The first troubles in the new reign came from the colonies. Britain as yet took little interest in those sons and daughters who had left her shores to make fresh homes beyond the seas. There was no Colonial Secretary, no Colonial Office. Any difficulties with our distant possessions were settled by the War Office.
Australia was as yet only half explored. It was thought to be a great lone waterless land, fit only for convicts and idlers. Britain had not yet realized the importance of this great continent laid at her feet by Captain Cook. In Southern Australia, the town of Adelaide had already arisen. It had been named after the wife of William the Fourth, only a year before the accession of Queen Victoria. The new city of Melbourne, named after the Prime Minister, contained some 450 colonists. Sydney, with its magnificent harbour, was more thickly populated, but there was no Western Australia, Queensland as such did not exist, New South Wales and Victoria were one, and in the whole country there were but some 150 Englishmen.

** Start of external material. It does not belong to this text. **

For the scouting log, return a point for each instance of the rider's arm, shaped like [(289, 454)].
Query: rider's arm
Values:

Over the neighbouring island of New Zealand natives still ran wild, and it was not till 1839 that the New Zealand Colonization Company was formed, and a pioneer expedition sailed to colonize the new country. On the west coast of Africa were a few fever-stricken haunts, but the Cape of Good Hope offered a better home to British colonists. Here numbers of English lived side by side with the Dutch farmers. But just before the Queen's accession, the abolition of slavery had been resented by these Boers, as they were called, and they had marched away to the country beyond the Orange River, whence they migrated to another tract of waste land, known to us as the Transvaal. As yet Britain played no part in Egypt or the Sudan, Uganda was only partially explored, Rhodesia occupied by natives only, Nigeria was desert land.
Our nearest and oldest colony was Canada, at this time divided into two parts—Upper Canada, to which our people went, and Lower Canada, occupied mostly by descendants of the old French settlers who had possessed the land before Wolfe won it for Britain on the Heights of Abraham in 1758. Strife had arisen between the two provinces, strife between British and French colonists, between those advanced settlers from the mother country and the old settlers, who prided themselves on their isolation, and kept up the customs and traditions of a bygone age. The accession of the young Queen, received with rejoicing in Upper Canada, was greeted with sullen silence by the French Canadians, and soon smouldering discontent broke into open rebellion.
Monument to Wolfe on the Plains of Abraham.
Lord Melbourne selected a young statesman, Lord Durham, of whose ability he thought very highly, and begged him to go over and quell the rebellion, and in April 1838 Lord Durham left Plymouth for Canada. It was a month before the new Governor-General of Canada anchored at Quebec to take up his new duties. He found the whole country seething with rebellion, but he soon restored confidence.
He spoke to the people of the greatness of Britain, till he reawakened in their hearts the old pride of race; he entreated them to use every effort to develop their fertile soil and expand their trade, instead of quarrelling among themselves. They had thought Britain indifferent, ready to abandon them to their fate, but this idea was dispelled by Lord Durham.
It became clear to him that progress could only be assured if Upper and Lower Canada were united in one dominion.
But differences of opinion arose between Lord Durham and the Home Government, and reluctantly the Governor of Canada felt obliged to resign his post. In a broken voice and with tears in his eyes, he explained to the colonists the position he felt to be impossible.
For the sake of Canada he had decided to go home and explain in person the problems that yet remained unsolved. In spite of protest he sailed from Quebec in November—a proud but broken-hearted man. The first snows of winter had fallen overnight, but this did not deter the loyal Canadians from thronging the silent streets. They filled every window, they stood on the housetops, they pressed round the carriage that bore their Governor from hill to harbour. As he passed every hat was raised in silent homage, every eye strained to catch the last sight of the little frigate as she sailed down the St. Lawrence River under the heavy clouds of snow. As the ship ploughed her way to the great Atlantic, the colonists burst into the familiar strains of "Auld Lang Sync", but Lord Durham had left Canada for ever.
The triumph of his career was yet to come. It lay in the famous Report on the Affairs of British North America, which was laid before Parliament early in the New Year of 1839. It has been called the Magna Charta of the colonies, for it opened men's eyes to the possibilities of a colonial empire, with Britain as the centre.
Lord Durham had looked into the future. His report broke new ground, it proposed new methods, it was inspired throughout by a new spirit of justice and patriotism, it laid the foundations of colonial expansion, and roused at home a feeling of loyalty and devotion for our kinsmen beyond the seas.
Among other suggestions in this carefully written report were the union of Upper and Lower Canada, the creation of a self-governing body for internal affairs, State-aided emigration on a large scale, and the formation of a railway for the development of the country. The whole was a masterly achievement, born of true statesmanship. In the year 1840 a Bill was passed uniting the two Canadian provinces, according to Lord Durham's suggestion.
But the author of it all lay dying—heart-broken, some said, at the treatment he had received at the hands of the British Government. Five days after the young Queen had given her assent to the Bill Lord Durham died.